How does one evaluate how well the automatic discourse annotation works? Firstly, by comparison to the human-annotated text. The results show that the machine annotation is still rather dissimilar from our humans, though much better than even ambitious baselines (e. g., Bayesian text classification on the basis of all words contained in the sentence). Secondly, one can test how well people solve tasks with artefacts built on the basis of the annotation. We built "AZ extracts" (annotated sentence extracts) on the basis of the discourse annotation, and asked subjects to answer questions about citation function based on the information contained in them. AZ extracts enabled subjects to do almost as well as a comparison group which had access to the full paper, and significantly better than control groups with a comparable amount of information in the form of keywords, random sentences, or even the abstracts themselves. Surprisingly, when the AZ extracts were built on the basis of the human gold standard annotation (not the system output), this did not significantly improve performance above AZ extracts built on system output, though we know from the intrinsic evaluation that that system out- put is rather dissimilar from human output. This raises questions about whether the intrinsic evaluation method may underestimate system performance on real tasks.
Another of the recent research goals of our group is automatic citation classification (Teufel et al., 2006a,b). This annotation scheme assigns labels to citations according to the relation of that citation to the overall argumentative act of the citing paper. There are 12 categories, which fall into four broad classes: Criticism, Comparison, Use, and Neutral. In annotation studies, we also found this annotation scheme to be reproducable (like the rhetorical AZ scheme for sentences), and we found that similar features to the ones employed for AZ also work well for automatic, supervised machine learning of the citation labels (intrinsic evaluation shows higher similarity to human annotation than was the case for the AZ task).
All work up to now uses a corpus of conference articles in computational linguistics; these display a lot of variation with respect to subdomains, structure, register, presentation traditions and writing style. Our recent research has looked at discourse analysis on other domains, namely genetics and chemistry papers in the subarea of organic synthesis. While the general principles of AZ and citation function classification hold, life scientists' searches are specialised, and in order to support them, different rhetorical moves in the papers need to be detected. For instance, we found that chemists are particularly interested in failed problem-solving activities in the description of the authors' methodology, as this information can help in troubleshooting the searchers' own unsuccessful syntheses.

Bibliography

Abdalla, R. and Teufel, S. (2006): "A Bootstrapping Approach to Unsupervised Detection of Cue Phrase Variants". In: Proceedings of ACL/COLING 2006.
Teufel, S. (1999): Argumentative Zoning: Information Extraction from Scientific Articles.

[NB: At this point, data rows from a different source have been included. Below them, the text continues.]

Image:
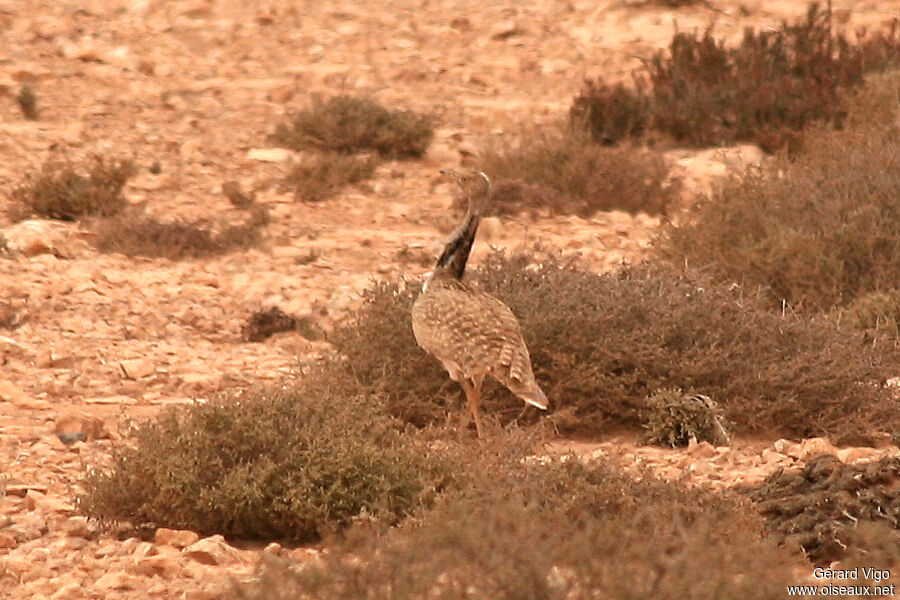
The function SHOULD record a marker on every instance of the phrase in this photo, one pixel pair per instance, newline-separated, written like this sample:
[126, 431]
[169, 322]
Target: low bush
[601, 344]
[323, 175]
[816, 231]
[765, 90]
[833, 511]
[141, 235]
[288, 463]
[675, 418]
[554, 531]
[561, 171]
[59, 191]
[348, 124]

Ph.D. thesis, University of Edinburgh.
Teufel, S.; Carletta, J. and Moens, M. (1999): "An Annotation Scheme for Discourse-Level Argumentation in Research Articles". In: Proceedings of EACL.
Teufel, S. and Moens, M. (2002): "Summarizing Scientific Articles - Experiments with Relevance and Rhetorical Status". Computational Linguistics 28 (4): pp. 409-445.
Teufel, S.; Siddharthan, A. and Tidhar, D. (2006a): "An Annotation Scheme for Citation Function". In: Proceedings of SIGdial-06. Sydney, Australia.
Teufel, S.; Siddharthan, A. and Tidhar, D. (2006b): "Automatic Classification of Citation Function". In: Proceedings of EMNLP-06. Sydney, Australia.